Hier hatte er sein Zentrum. Hier ballte sich seine Kraft in einem Punkt. Wie in einem Brennglas. Es war ein einzigartiger Ort auf Erden.
Und Jarrik hatte ihn gefunden. Sein Herz schlug höher als beim ersten Anblick seiner nackten Freundin. Er legte seine Kleider ab und betrat die Hütte. Wenn es einen Ort gab, um eins zu werden mit dem Universum, dann war es dieser.
Jarrik entzündete ein Feuerchen und begann mit seinem ausgedehnten Ritual der Anrufung von Mutter Erde.
Seitdem schien eine Ewigkeit vergangen zu sein. Er kauerte unter der hintersten Bank der achteckigen Hütte. Er biss sich auf die Fingerknöchel und zitterte am ganzen Leib. Er konnte den Blick nicht vom Eingang lösen. Ein letzter Rest Glut tauchte das Innere in schummriges Blutrot.

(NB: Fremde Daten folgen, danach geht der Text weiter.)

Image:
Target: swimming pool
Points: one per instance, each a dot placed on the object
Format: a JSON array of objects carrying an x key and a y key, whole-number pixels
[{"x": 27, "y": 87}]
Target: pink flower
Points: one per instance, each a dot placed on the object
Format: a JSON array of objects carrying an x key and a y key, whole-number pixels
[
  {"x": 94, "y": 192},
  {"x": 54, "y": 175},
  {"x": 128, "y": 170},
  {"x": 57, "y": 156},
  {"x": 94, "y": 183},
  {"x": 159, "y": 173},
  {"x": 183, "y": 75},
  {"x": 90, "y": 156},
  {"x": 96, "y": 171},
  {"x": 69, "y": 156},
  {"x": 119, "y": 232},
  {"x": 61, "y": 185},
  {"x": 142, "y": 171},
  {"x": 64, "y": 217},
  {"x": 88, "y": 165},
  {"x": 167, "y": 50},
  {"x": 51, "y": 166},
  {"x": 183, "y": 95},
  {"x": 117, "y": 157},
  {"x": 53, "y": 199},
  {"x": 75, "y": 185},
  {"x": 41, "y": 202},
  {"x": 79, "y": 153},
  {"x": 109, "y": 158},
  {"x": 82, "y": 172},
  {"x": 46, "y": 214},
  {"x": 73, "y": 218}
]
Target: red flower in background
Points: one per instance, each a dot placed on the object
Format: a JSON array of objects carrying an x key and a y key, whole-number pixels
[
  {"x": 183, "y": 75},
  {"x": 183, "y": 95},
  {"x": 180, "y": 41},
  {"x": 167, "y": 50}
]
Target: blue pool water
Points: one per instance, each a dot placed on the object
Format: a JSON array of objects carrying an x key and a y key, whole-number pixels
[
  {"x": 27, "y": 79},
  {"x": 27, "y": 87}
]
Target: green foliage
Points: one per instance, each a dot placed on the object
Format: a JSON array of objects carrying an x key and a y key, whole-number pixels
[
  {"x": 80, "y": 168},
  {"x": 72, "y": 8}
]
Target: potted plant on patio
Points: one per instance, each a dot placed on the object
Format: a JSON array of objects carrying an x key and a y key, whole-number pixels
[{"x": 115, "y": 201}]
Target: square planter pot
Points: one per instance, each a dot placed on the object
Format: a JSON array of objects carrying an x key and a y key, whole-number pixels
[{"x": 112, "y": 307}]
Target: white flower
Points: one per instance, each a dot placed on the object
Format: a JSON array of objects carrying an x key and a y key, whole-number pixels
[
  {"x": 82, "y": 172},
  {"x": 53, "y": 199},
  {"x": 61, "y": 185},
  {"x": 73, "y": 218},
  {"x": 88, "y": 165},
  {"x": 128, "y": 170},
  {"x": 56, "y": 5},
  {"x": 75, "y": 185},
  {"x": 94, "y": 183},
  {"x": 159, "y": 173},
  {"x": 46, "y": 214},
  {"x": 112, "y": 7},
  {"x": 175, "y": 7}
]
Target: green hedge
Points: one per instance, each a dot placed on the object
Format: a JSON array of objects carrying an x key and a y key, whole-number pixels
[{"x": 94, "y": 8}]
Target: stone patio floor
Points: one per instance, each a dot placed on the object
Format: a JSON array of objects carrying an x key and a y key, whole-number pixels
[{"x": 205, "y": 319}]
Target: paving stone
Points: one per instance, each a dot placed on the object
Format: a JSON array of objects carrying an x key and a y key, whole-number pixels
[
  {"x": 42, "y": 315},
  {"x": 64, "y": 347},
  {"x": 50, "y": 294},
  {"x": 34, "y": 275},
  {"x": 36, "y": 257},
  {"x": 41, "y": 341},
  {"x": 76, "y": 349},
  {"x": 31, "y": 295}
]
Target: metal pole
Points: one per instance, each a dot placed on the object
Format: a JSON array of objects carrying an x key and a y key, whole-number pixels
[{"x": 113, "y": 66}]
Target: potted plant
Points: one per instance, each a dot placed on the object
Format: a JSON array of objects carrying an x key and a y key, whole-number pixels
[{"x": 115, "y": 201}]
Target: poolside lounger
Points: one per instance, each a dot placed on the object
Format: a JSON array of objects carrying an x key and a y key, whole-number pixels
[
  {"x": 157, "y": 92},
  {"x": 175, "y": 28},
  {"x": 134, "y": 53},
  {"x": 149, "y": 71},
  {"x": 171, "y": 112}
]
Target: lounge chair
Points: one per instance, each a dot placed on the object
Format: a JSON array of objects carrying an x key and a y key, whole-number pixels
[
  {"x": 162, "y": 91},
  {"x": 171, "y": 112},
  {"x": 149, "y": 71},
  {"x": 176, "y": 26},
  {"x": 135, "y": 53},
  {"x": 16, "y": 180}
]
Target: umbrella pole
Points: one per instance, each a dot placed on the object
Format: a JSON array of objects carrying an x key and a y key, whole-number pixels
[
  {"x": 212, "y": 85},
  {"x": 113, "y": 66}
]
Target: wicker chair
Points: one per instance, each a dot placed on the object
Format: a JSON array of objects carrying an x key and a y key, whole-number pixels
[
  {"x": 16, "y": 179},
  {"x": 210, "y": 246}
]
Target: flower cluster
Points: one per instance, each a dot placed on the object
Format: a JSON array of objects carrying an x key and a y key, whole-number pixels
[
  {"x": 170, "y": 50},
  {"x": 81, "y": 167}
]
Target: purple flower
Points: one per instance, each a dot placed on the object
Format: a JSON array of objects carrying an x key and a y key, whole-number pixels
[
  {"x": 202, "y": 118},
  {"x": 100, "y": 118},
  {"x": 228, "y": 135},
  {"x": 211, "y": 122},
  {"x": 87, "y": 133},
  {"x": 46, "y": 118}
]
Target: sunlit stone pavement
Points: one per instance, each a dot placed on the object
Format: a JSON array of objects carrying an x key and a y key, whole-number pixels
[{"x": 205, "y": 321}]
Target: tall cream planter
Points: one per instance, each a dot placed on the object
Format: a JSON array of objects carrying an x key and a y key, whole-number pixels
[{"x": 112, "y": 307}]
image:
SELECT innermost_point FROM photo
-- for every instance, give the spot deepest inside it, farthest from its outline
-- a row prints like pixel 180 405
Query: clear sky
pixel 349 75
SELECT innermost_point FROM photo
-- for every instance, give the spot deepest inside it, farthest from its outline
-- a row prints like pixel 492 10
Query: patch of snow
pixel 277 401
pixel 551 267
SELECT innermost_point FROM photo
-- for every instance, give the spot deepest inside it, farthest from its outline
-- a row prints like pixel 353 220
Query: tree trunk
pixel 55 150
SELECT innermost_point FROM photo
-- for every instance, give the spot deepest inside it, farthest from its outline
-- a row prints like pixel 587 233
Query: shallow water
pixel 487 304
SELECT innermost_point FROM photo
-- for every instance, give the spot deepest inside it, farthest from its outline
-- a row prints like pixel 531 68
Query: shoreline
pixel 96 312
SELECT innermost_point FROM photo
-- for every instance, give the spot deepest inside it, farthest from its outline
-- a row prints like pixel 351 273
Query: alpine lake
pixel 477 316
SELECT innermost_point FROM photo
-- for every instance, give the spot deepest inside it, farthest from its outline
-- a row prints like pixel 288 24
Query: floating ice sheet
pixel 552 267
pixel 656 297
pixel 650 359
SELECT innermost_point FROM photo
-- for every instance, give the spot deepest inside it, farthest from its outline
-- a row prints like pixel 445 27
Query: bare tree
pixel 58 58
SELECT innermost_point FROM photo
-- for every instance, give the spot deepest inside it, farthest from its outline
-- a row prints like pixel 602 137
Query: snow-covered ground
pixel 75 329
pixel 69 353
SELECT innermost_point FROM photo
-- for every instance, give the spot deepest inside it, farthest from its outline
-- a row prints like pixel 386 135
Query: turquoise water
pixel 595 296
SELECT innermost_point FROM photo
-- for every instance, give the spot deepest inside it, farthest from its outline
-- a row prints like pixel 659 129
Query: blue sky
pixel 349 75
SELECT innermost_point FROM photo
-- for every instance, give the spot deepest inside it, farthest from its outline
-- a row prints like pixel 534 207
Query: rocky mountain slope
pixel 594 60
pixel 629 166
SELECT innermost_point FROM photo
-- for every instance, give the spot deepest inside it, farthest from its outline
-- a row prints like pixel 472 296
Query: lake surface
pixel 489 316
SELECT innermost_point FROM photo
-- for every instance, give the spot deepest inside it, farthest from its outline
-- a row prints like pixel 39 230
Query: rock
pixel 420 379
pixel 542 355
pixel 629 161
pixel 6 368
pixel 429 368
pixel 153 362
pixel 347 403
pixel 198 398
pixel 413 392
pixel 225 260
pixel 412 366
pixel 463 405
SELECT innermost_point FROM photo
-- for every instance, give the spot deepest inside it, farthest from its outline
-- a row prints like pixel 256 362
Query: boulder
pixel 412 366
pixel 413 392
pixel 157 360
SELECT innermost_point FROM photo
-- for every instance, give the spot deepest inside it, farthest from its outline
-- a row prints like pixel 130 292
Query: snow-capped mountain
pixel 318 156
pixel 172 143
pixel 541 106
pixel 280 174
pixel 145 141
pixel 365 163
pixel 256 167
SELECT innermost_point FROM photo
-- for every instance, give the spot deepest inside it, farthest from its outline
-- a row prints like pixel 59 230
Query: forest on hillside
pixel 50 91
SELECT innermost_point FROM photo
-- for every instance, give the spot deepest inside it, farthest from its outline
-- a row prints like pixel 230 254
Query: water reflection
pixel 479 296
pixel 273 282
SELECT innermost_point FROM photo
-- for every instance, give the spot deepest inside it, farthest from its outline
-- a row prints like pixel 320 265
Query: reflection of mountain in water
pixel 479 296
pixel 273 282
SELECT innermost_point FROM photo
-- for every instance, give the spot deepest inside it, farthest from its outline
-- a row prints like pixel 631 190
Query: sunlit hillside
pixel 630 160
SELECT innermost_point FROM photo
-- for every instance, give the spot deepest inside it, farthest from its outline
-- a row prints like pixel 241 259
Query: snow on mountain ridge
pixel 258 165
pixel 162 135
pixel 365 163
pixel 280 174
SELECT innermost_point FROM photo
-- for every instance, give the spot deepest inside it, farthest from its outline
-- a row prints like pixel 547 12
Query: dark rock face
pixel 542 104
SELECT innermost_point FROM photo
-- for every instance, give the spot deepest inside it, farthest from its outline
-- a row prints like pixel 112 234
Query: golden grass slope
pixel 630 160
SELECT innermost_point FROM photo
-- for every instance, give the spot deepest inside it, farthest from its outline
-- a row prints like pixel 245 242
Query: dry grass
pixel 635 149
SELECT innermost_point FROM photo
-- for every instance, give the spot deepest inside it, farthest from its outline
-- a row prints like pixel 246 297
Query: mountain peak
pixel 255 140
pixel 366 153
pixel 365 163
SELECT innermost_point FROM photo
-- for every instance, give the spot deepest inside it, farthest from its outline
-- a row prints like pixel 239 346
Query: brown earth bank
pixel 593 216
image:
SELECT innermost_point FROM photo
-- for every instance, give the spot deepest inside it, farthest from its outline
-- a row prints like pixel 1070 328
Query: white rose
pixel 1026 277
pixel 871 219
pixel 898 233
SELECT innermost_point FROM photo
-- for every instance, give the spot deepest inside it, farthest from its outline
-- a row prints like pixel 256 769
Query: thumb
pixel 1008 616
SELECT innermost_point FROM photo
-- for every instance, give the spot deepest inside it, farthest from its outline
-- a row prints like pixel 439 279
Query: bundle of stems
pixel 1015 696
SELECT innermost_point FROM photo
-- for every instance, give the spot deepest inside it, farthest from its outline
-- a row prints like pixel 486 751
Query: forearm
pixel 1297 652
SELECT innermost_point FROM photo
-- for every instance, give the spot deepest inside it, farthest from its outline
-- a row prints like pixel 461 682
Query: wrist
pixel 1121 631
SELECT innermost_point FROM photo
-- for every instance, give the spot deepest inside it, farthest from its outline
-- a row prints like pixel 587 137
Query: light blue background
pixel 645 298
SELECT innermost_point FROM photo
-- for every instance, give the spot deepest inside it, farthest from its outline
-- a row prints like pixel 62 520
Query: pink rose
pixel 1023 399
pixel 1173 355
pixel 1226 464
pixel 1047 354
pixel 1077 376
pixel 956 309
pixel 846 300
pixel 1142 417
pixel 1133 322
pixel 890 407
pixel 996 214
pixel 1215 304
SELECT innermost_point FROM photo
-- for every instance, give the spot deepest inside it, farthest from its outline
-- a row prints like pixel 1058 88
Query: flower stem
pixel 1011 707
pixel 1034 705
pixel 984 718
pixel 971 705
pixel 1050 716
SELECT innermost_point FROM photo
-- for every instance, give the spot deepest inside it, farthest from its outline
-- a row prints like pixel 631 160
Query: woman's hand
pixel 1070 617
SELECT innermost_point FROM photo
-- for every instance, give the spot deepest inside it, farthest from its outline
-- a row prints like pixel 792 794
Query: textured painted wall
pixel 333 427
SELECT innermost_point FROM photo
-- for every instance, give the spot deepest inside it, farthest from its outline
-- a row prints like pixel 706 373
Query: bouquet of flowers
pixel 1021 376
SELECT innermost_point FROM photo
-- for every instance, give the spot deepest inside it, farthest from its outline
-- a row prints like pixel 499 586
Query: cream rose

Mit der Dunkelheit waren die Flammen gekommen, gefährlich singende Feuerbälle, die einen unheimlichen Tanz vor der Hütte aufgeführt hatten. Wenig später sollte sich Jarrik nach ihrem giftigen Zischen und Knattern zurücksehnen, als nämlich der Nebel in einem zähflüssigen Bleigrau heranwaberte und die Hütte einschloss.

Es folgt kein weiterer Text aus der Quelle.